Una due giorni per analizzare e ipotizzare come evolverà la cultura nel prossimo decennio. Ha preso il via a Roma il convegno scientifico “Cultura 2030”, un incontro organizzato dai parlamentari del Movimento 5 Stelle delle commissioni Cultura di Camera e Senato per presentare la ricerca diretta da Domenico De Masi e realizzata da undici studiosi di rilievo internazionale. Presenti, tra gli altri, i parlamentari Luigi Gallo e Michela Montevecchi, il sociologo Domenico De Masi, l’ex direttore degli Uffizi, Antonio Natali.

“Cultura 2030” è il primo studio sul futuro della cultura, nel quale esperti indipendenti in diverse discipline rispondono a domande su quattro aree tematiche (contesto economico, qualità e criticità nel sistema culturale, prospettive della creatività, mezzi di produzione e diffusione culturale), disegnando i cambiamenti culturali in Italia da qui al 2030.

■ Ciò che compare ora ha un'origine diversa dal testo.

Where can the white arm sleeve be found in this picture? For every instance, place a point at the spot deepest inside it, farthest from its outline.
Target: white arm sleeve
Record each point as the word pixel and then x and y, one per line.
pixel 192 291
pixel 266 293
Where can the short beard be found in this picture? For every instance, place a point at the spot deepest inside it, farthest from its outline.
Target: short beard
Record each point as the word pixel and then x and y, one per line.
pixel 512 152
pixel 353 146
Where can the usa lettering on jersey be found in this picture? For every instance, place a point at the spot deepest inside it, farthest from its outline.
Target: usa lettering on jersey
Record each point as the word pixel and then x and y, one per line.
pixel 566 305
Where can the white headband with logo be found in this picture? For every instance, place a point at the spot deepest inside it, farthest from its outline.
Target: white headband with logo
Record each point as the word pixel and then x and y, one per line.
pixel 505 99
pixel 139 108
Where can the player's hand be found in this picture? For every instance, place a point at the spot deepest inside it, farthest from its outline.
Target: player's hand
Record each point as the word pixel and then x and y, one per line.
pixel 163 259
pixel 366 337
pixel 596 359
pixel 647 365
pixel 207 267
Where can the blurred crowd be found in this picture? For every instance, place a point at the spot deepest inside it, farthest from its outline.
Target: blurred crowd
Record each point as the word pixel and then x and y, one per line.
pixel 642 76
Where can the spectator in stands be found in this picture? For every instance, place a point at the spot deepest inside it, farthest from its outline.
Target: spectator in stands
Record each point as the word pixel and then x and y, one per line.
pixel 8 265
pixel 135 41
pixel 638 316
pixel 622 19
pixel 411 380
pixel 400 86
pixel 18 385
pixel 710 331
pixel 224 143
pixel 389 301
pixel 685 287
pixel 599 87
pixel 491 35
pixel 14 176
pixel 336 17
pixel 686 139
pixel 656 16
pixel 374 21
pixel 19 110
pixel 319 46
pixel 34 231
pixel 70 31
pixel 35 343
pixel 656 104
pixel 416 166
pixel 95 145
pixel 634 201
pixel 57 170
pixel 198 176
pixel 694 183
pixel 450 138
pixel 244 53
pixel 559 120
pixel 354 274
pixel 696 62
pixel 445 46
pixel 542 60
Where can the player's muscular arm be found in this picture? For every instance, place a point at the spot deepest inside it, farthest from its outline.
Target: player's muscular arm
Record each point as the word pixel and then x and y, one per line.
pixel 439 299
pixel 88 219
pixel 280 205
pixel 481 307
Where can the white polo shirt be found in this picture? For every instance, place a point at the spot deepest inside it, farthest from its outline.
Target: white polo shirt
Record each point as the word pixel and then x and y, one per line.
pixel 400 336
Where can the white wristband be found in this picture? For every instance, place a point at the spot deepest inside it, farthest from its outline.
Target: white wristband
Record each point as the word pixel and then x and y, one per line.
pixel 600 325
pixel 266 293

“Due giorni intensi di discussioni e dibattiti sulla cultura, un tema di grosso interesse e sentito come strategico per il paese”, ha sottolineato il presidente della commissione Cultura di Montecitorio, Gallo. “Da inizio legislatura io e la collega Montevecchi abbiamo lavorato per avviare un dibattito sulla cultura. Sentiamo il bisogno di trasformare questo luogo in uno spazio di riflessione, di creare un civile dibattito aperto a diverse posizioni. Questa ricerca vuole essere inoltre uno strumento offerto ai decisori politici, agli operatori e agli attori culturali”.

“Speriamo con questo convegno di offrire un servizio al paese, sono convinto che solo con uno stimolo al dibattito culturale si possano trovare le risposte alle crisi che stiamo vivendo, non solo come paese ma come pianeta. Si tratta – ha concluso Gallo – di un dibattito che tutti abbiamo bisogno di tenere vivo nei prossimi anni”.

LA RICERCA

“Una ricerca condotta in totale autonomia, scegliendo noi gli undici esperti da contattare”, ha sottolineato il sociologo Domenico De Masi illustrando i risultati della ricerca. “Fattori come il progresso tecnologico, la globalizzazione, la diffusione dei media e la scolarizzazione di massa hanno dato vita a una società centrata sulla produzione di beni immateriali come i servizi, le informazioni, i simboli, l’estetica. Ma il passaggio epocale a questa società post industriale non è stato ancora metabolizzato né dagli intellettuali, né dai policy maker, né dagli operatori socio economici. Uno dei settori maggiormente toccati è la cultura, intesa sia in senso accademico che in senso antropologico”.

“Auspico che la politica faccia dei passi in avanti, sono qui perché siete un Movimento politico e dovete dire la vostra: fatevi sentire, non badate alle scadenze elettorali”, è l’appello lanciato da Antonio Natali, ex direttore delle Gallerie degli Uffizi, che ha incentrato il suo intervento sulla tutela e sulla valorizzazione del patrimonio culturale. “Economia e cultura non sono inconciliabili, valorizzazione è prima di tutto un’operazione culturale e di conseguenza economica”.